In [1]:
from sklearn.datasets import load_boston
from sklearn.linear_model import LinearRegression
from sklearn.metrics import r2_score

# Types of Problems
In a CPU factory, a camera takes a picture of every single manufactured chip. After that, it sends the picture to an algorithm. The algorithm outputs whether the CPU is defective or not.

What type of algorithm is that?

The answer is "two-class-classification" because we have only 2 classes as outputs.

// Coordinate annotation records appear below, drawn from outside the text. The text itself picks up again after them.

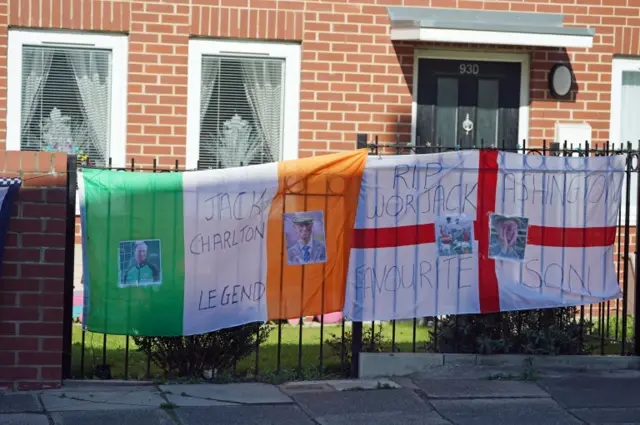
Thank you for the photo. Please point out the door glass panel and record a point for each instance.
(446, 111)
(487, 112)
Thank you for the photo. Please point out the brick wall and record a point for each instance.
(32, 283)
(354, 80)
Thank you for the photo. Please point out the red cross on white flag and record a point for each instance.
(483, 231)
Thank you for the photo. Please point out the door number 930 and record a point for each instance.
(469, 68)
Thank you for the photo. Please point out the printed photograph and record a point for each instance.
(454, 235)
(508, 239)
(140, 263)
(305, 237)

# Linear Regression Functions
When building the linear regression model, we came across several new functions. One of these functions was
$$ J = \frac{1}{n}\sum_{i} (y_i - \tilde{y_i})^2 $$
What is the name of this function?

The correct answer here is "cost function". Here we sum all the error distances.

# Income, Part 1
We have collected data from an ice cream shop. We modelled the income as a function of the outside temperature:

$$ \text{income}[\$] = 20.67449411 \text{T}[^\circ C] - 30.12047857 $$
As we can see, one of the terms is positive, and the other is negative.

Which of the following is true, based on this research only?

# Income, Part 2
In some cases we need to augment (extend) the model to return valid results.

What income (in dollars) will our current model predict when the temperature is 1.2 degrees? Round your answer to 2 decimal places.

In [2]:
temp = 1.2
income = (20.67449411 * temp) - 30.12047857
print("{:.2f}".format(income))

-5.31


The specification tells that "income" is defined as being non-negative. The model does not account for operational costs or anything like that. We need to return a valid value based on our specification.

What income (in dollars) should an augmented model predict for $T = 1.2^\circ C$?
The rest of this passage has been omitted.